Svetozar Freiherr Boroevic von Bojna

    Aus Lexikon Erster Weltkrieg

    österreichisch-ungarischer Feldmarschall; * 13. Dezember 1856 Umetic , † 23. Mai 1920 Klagenfurt

    Svetozar Freiherr Boroevic von Bojna
    General Boroevic mit den Offizieren seines Stabs

    Kadettenschule Liebenau; 1878 Teilnahme an der Bosnien-Offensive und der Besetzung von Sarajevo; 1887-91 Dozent an der Militärakademie der Wiener Neustadt; 1895 Ernennung zum Oberstleutnant; 1898-1904 Kommandos über die 19., 18. und 27. Infanteriedivision sowie das 8. Korps in Prag; 1904 Befehl über die 14. Infanteriebrigade und Ernennung zum Generalmajor; 1905 Erhebung in den Adelsstand; 1909 Übernahme des Kommandos über das 6. Korps in Kassa; 1913 Ernennung zum k. u. k.-Geheimen Rat; 1913 Beförderung zum General der Infanterie.

    Bei Kriegsbeginn befehligte Boroevic von Bojna das 51. Infanterieregiment, das Moritz Freiherr von Auffenbergs 4. Armee angegliedert und in Galizien eingesetzt wurde. Im Winter 1914/15 wurde ihm der Auftrag erteilt, mit der 3. Armee die Pässe in den Karpaten zu sichern und die Tarnow-Offensive zu unterstützen. Im Mai 1915 übernahm Boroevic von Bojna das Kommando über die 5. Armee (später Isonzo-Armee) an der slowenisch-italienischen Grenze, mit der er an allen Schlachten der Isonzo-Front teilnahm, einschließlich der Schlacht von Caporetto, bei der es gelang, die Italiener bis an den Fluss Piave zurückzudrängen.

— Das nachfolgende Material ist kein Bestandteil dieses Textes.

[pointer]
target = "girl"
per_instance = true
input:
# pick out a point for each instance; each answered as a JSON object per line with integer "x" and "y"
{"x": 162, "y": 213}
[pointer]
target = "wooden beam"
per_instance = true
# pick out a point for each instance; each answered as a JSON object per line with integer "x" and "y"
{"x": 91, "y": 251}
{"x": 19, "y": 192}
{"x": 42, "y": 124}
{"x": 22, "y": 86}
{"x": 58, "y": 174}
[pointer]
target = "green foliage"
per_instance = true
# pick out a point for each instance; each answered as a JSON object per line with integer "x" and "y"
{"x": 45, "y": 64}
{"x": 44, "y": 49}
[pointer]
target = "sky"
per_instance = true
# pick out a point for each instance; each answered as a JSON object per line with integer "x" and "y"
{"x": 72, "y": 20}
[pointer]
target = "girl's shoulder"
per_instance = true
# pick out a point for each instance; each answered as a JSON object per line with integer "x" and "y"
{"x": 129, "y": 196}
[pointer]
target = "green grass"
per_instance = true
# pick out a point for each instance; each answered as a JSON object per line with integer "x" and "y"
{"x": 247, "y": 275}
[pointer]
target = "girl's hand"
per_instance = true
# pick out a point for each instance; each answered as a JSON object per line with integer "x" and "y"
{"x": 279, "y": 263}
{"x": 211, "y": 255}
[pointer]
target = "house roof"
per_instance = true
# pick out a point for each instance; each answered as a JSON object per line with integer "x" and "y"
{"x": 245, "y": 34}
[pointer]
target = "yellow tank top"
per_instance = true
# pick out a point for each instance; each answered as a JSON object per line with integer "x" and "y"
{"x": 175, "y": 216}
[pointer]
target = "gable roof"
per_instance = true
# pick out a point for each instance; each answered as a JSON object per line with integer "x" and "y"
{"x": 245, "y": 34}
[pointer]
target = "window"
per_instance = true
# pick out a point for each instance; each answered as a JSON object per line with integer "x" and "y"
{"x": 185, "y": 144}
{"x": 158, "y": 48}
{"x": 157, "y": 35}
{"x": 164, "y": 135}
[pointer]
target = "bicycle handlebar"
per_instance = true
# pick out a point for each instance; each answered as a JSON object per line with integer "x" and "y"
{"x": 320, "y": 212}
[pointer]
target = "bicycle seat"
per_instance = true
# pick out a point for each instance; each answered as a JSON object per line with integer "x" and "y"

    1917 zum Generaloberst, im folgenden Jahr zum Generalfeldmarschall ernannt, wurde Boroevic von Bojna mit zahlreichen Ehrungen (darunter 1917 Orden Pour le Mérite) für sein außergewöhnliches strategisches Geschick ausgezeichnet. Das Angebot Boroevic von Bojnas im Jahr 1918, mit seinen Truppen die Aufstände in Wien niederzuschlagen, wurde vom Kaiser abgelehnt. Im Dezember nahm der Generalfeldmarschall seinen Abschied; Übersiedlung nach Jugoslawien, nach Kriegsende jedoch erzwungene Rückkehr nach Österreich.